3.2. Ripening Microflora 3.2.1. Yeasts and moulds Fungi contribute to the organoleptic quality of cheese mainly by the phenomena of proteolysis, lipolysis and by consumption of lactic acid and production of alkaline metabolites such as ammonia and also for few yeasts species by fermentation of lactose (Addis et al. 2001). Their role in surface deacidification is an important phenomenon which allows further growth of acid sensitive bacteria (Guéguen and Schmidt 1992; Lenoir et al. 1985). Yeasts have ubiquitous characteristics and can be found in different ecological habitats. Their acid tolerant characteristics justify their presence in soft cheeses, where low pH, moisture content, temperature and high salinity favour their growth, numbers on the surface reaching rapidly 105-108 cfu/g (Fleet 1999; Larpin et al. 2006). Yeasts are found in wide variety of cheeses, but diversity is particularly high in those made from raw milk. They are capable of degradation of different organic substances and their role in curd deacidification and in formation of metabolites such as ethanol, acetaldehyde and CO 2 is beneficial. Near 1500 yeasts species from about 100 genera are documented (Barnett et al. 2000), among them about 50 species have been described in ripened cheeses. The yeasts genera frequently isolated from different cheese types includes: Candida, Debaryomyces, Geotrichum, Kluyveromyces, Pichia, Rhodotorula, Saccharomyces, Trichosporon, Torulaspora, Yarrowia and Zygosaccharomyces spp (Beresford and Williams 2004). Investigations on microbial diversity of the surface of Livarot, Limburger and Munster cheeses have shown that G. candidum, D. hansenii, Kluyveromyces lactis and K. marxianus are the yeasts species more frequently present and added as fungal starter. Geotrichum 7
candidum and D. hansenii develop at the start of ripening on the surface of a number of soft cheeses including Camembert, Pont l’Evêque, Tilsit, Limburger, Reblochon and Livarot (Eliskases-Lechner and Ginzinger 1995b; Goerges et al. 2008; Guéguen and Schmidt 1992; Larpin et al. 2006). Some species of Candida, like C. natalensis, C. catenulata, C. intermedia, C. anglica, C. deformans, C. parapsilosis are also found on the surface of either Livarot, Reblochon or Gubbeen cheeses (Cogan et al. in press; Larpin et al. 2011; Mounier et al. 2009). Some moulds are also found as technological agents in several cheese varieties, including Penicillium camemberti, Penicillium roqueforti, Trichothecium domesticum (Choisy et al. 1997; Lenoir et al. 1983) but generally, these are not used in smear-cheese production.
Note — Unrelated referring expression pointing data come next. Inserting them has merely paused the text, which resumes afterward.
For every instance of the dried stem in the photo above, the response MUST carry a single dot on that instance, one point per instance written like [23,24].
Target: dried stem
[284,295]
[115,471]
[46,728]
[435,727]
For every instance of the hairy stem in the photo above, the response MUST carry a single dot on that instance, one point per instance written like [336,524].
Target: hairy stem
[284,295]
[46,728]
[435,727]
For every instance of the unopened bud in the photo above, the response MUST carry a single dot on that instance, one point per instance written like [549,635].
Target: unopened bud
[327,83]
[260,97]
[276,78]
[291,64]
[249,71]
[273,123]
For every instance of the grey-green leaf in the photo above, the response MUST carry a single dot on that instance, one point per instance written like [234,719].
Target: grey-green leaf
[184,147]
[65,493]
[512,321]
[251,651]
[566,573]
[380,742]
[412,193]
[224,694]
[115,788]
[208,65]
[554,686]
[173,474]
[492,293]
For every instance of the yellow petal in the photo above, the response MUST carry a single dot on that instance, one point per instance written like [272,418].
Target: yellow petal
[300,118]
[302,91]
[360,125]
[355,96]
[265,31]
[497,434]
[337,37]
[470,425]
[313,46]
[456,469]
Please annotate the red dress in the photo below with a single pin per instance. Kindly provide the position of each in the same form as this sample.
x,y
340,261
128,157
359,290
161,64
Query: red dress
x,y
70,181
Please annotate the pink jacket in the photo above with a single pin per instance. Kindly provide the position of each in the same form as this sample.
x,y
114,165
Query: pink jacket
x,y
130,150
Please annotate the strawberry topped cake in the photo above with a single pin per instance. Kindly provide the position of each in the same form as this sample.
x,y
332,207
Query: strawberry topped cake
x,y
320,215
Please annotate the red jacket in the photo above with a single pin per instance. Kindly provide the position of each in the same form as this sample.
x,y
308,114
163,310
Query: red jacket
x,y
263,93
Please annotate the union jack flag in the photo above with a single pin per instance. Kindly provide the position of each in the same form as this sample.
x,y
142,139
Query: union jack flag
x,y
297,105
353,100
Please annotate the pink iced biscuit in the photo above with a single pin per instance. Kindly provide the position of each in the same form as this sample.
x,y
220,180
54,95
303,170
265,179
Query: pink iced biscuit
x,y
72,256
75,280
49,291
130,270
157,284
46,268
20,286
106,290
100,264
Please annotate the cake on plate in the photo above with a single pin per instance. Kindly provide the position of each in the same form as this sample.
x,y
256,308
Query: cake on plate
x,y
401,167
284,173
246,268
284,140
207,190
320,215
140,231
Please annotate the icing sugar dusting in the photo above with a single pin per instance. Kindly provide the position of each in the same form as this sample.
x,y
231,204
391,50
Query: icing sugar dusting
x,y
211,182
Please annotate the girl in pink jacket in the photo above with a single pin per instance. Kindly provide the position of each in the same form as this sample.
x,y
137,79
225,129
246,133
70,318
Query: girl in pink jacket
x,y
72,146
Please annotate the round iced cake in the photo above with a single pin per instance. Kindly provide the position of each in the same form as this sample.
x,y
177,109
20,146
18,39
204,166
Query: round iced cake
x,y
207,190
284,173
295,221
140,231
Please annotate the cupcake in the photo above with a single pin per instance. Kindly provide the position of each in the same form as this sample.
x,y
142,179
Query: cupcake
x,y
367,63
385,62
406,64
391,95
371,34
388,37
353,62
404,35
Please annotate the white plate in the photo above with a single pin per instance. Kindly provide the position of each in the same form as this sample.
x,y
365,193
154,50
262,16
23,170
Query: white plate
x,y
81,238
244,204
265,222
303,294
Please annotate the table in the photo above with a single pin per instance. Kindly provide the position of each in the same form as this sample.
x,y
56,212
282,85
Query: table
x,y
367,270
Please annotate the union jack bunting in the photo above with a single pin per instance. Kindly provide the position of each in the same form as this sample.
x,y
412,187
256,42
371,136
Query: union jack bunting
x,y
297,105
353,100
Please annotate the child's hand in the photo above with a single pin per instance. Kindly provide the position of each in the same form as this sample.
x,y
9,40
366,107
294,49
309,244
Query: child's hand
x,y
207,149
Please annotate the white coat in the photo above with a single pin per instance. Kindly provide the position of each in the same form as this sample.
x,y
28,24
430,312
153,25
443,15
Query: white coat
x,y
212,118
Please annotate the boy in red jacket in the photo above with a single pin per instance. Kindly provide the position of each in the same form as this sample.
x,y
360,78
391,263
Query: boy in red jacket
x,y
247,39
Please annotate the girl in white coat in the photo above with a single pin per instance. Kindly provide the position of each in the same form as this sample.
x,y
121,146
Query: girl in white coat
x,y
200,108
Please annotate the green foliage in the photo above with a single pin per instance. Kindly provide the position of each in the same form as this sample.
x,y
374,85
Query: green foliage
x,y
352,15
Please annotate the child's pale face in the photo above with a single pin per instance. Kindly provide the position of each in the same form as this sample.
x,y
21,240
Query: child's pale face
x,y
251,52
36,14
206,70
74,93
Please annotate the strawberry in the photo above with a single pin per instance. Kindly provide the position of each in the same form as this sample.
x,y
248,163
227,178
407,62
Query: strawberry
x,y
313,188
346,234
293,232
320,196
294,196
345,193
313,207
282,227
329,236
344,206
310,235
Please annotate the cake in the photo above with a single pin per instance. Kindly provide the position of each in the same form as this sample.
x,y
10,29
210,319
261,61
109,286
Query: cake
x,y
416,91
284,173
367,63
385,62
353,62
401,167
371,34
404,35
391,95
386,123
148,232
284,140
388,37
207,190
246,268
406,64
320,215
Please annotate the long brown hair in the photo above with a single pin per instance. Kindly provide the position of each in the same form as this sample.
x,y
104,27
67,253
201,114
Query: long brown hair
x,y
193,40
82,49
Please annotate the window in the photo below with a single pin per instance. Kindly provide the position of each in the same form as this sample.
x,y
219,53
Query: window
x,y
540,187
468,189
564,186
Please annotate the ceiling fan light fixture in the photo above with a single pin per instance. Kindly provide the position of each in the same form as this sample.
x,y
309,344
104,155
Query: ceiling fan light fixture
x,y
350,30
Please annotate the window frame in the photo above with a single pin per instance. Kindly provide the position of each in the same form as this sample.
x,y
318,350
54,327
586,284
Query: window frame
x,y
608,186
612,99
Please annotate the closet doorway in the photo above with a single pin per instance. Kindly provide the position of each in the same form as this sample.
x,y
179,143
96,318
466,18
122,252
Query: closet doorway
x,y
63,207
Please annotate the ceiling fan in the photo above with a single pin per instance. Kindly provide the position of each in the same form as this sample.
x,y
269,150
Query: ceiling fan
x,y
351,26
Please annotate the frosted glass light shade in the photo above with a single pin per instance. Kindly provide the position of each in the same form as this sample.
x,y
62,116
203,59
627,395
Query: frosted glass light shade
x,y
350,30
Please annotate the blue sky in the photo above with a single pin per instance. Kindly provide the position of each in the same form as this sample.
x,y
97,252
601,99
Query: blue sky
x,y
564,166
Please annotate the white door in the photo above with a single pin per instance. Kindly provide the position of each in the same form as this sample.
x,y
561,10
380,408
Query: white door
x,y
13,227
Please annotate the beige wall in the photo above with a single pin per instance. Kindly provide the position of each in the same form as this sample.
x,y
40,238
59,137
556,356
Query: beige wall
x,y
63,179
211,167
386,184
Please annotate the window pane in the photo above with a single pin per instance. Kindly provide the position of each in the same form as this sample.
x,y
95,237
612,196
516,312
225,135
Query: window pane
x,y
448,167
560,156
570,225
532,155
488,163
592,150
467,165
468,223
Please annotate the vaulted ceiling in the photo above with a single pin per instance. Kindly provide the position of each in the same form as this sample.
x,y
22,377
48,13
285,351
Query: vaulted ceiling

In other cheese varieties, P. roqueforti or other moulds like P. expansum, P. janthinellum, P. viridicatum and Rhizomucor spp. can affect the cheese characteristics by acting as spoilage agents (Bockelmann et al. 1999). Fungi are transferred to cheese generally from fabrication premises (air, soil, walls, humans, and raw milk, water brine solution) (Baroiller and Schmidt 1990; Mounier et al. 2005; Mounier et al. 2006b; Viljoen et al. 2003).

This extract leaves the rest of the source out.